An intelligent privacy layer for AI APIs. Kiji automatically detects and masks personally identifiable information (PII) in requests to AI services, ensuring your sensitive data never leaves your control.
Built by 575 Lab - Dataiku's Open Source Office.
🎯 Why Kiji Privacy Proxy?
When using AI services like OpenAI or Anthropic, sensitive data in your prompts gets sent to external servers. Kiji solves this by:
- 🔒 Automatic PII Protection - ML-powered detection of 26 PII types (emails, SSNs, credit cards, etc.)
- 🎭 Seamless Masking - Replaces sensitive data with realistic dummy values before API calls
- 🔄 Transparent Restoration - Restores original data in responses so your app works normally
- 🚀 Zero Code Changes - Works as a transparent proxy with automatic configuration (PAC) on macOS
- 🌐 Browser-Ready - Automatic proxy setup for Safari, Chrome - no environment variables needed
- 🧩 Chrome Extension - Inline PII detection for ChatGPT, Claude, Gemini, and other AI chat sites (details)
- 🏃 Fast Local Inference - ONNX-optimized model runs locally, no external API calls
- 💻 Easy to Use - Desktop app for macOS, standalone server for Linux
Use Cases:
- Protect customer data when using ChatGPT for customer support
- Sanitize logs before sending to AI for analysis
- Comply with privacy regulations (GDPR, HIPAA, CCPA)
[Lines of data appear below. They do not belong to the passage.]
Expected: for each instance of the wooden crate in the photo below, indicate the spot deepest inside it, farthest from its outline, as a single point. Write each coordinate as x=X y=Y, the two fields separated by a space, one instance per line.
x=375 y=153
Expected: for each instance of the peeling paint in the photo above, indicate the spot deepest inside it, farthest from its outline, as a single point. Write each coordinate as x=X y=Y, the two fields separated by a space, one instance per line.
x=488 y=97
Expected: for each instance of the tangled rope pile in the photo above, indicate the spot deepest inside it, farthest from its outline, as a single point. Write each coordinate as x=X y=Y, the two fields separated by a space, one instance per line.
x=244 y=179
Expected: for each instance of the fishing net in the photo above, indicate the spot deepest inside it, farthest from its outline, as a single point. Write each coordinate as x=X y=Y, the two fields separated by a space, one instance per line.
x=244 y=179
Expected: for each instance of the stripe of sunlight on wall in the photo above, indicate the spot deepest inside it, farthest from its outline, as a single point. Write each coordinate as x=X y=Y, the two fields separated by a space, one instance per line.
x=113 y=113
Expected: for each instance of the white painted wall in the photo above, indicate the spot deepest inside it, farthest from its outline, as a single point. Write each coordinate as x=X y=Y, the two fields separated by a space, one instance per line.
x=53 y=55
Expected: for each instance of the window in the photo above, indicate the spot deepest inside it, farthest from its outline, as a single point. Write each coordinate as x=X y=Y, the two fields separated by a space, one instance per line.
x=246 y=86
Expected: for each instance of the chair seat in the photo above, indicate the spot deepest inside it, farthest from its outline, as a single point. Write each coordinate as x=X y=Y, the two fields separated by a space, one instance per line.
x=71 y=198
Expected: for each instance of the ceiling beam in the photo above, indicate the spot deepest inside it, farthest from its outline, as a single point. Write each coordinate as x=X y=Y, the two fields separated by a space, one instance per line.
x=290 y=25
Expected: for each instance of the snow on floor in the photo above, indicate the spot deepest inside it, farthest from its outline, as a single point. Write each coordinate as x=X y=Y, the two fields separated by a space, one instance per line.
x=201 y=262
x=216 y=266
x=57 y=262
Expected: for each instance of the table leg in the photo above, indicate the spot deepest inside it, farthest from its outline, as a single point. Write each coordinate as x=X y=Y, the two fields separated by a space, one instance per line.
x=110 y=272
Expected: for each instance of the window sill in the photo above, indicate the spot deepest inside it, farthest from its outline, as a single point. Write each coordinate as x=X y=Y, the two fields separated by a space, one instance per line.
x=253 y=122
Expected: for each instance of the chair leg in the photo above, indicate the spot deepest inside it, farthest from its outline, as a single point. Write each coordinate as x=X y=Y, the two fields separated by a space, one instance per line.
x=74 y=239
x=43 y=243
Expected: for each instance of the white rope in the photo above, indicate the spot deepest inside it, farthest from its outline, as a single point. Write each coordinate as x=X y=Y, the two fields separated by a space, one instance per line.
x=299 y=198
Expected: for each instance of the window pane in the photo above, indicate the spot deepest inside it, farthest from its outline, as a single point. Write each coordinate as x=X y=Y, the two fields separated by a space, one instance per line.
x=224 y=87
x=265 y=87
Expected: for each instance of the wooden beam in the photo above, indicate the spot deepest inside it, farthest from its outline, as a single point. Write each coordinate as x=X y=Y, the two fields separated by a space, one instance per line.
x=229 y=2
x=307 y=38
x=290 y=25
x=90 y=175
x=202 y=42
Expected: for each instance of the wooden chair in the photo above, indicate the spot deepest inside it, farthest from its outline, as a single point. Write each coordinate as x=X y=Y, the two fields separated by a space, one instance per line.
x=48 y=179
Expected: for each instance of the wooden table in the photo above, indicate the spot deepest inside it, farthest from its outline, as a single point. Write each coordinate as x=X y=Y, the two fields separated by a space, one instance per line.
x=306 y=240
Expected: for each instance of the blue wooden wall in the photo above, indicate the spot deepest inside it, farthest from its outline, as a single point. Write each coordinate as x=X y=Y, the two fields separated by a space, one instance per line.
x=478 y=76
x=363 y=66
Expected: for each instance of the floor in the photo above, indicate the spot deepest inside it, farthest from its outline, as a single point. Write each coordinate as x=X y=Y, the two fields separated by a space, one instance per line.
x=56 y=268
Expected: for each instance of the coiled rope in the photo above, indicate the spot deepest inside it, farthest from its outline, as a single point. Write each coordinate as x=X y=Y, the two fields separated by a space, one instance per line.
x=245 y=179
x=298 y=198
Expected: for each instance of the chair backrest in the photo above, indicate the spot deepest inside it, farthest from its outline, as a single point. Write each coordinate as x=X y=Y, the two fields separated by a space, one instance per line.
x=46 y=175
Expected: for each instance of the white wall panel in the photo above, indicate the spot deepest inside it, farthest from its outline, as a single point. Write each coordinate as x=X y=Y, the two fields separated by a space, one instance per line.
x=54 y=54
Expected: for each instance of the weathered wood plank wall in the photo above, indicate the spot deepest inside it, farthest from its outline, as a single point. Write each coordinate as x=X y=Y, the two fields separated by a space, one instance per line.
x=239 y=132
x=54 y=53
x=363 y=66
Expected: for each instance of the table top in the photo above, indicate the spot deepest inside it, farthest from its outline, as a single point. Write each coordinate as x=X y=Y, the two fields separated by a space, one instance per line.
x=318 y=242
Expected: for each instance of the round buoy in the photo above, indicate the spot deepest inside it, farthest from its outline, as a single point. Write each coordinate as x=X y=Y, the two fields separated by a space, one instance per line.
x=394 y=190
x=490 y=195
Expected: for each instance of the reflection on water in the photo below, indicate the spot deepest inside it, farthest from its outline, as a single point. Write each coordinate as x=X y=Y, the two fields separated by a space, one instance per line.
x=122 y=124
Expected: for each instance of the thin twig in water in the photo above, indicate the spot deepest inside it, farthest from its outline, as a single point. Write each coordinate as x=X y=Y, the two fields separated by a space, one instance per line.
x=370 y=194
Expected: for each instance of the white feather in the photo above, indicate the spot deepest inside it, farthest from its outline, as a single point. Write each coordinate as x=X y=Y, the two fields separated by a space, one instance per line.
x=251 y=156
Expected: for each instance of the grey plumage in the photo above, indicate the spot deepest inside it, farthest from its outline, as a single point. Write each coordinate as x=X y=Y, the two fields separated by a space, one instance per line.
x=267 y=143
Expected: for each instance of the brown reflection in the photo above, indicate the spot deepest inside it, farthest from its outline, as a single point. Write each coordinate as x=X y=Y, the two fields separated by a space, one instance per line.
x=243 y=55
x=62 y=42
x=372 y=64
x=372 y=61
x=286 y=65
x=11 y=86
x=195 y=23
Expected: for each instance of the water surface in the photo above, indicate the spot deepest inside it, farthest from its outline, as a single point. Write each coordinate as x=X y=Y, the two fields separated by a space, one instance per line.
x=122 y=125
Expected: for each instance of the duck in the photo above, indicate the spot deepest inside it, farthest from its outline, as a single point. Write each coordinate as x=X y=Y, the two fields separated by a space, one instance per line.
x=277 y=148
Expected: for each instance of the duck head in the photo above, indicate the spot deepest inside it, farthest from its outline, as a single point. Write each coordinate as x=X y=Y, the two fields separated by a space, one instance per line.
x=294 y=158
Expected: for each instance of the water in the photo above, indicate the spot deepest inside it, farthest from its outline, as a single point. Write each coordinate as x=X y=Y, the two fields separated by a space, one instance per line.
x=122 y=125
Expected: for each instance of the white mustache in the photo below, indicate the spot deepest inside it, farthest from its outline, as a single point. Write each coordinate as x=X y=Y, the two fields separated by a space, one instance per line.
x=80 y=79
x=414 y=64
- Prevent accidental data leaks in development/testing
⚡ Quick Start
For Users
macOS (Desktop App):
# Download from releases # https://github.com/dataiku/kiji-proxy/releases # Install open Kiji-Privacy-Proxy-*.dmg # Drag to Applications folder
Linux (Standalone Server):
# Download and extract wget https://github.com/dataiku/kiji-proxy/releases/download/vX.Y.Z/kiji-privacy-proxy-X.Y.Z-linux-amd64.tar.gz tar -xzf kiji-privacy-proxy-X.Y.Z-linux-amd64.tar.gz cd kiji-privacy-proxy-X.Y.Z-linux-amd64 # Run ./run.sh
Test It:
macOS (with automatic PAC):
# Start with sudo for automatic browser configuration sudo "/Applications/Kiji Privacy Proxy.app/Contents/MacOS/kiji-proxy" # Open browser - requests to api.openai.com automatically go through proxy! # No configuration needed for Safari/Chrome # For CLI tools, set environment variables: export OPENAI_API_KEY="sk-..." export HTTP_PROXY=http://127.0.0.1:8081 export HTTPS_PROXY=http://127.0.0.1:8081 curl https://api.openai.com/v1/chat/completions \ -H "Content-Type: application/json" \ -H "Authorization: Bearer $OPENAI_API_KEY" \ -d '{ "model": "gpt-4", "messages": [{"role": "user", "content": "My email is john@example.com"}] }'
Linux (manual proxy configuration):
# Set environment variables export OPENAI_API_KEY="sk-..." export HTTP_PROXY=http://127.0.0.1:8081 export HTTPS_PROXY=http://127.0.0.1:8081 curl https://api.openai.com/v1/chat/completions \ -H "Content-Type: application/json" \ -H "Authorization: Bearer $OPENAI_API_KEY" \ -d '{ "model": "gpt-4", "messages": [{"role": "user", "content": "My email is john@example.com"}] }'
What happens:
# Check logs - "john@example.com" was masked before sending to OpenAI # Response contains the original email (restored automatically)
For Developers
# Clone and setup git clone https://github.com/dataiku/kiji-proxy.git cd kiji-proxy # Install dependencies make electron-install make setup-onnx # Run with debugger (VSCode) # Press F5 # Or run directly make electron
See full documentation: docs/README.md
✨ Key Features
- 26 PII Types Detected - Email, phone, SSN, credit cards, addresses, URLs, and more
- ML-Powered - DistilBERT transformer model with ONNX Runtime (model, dataset)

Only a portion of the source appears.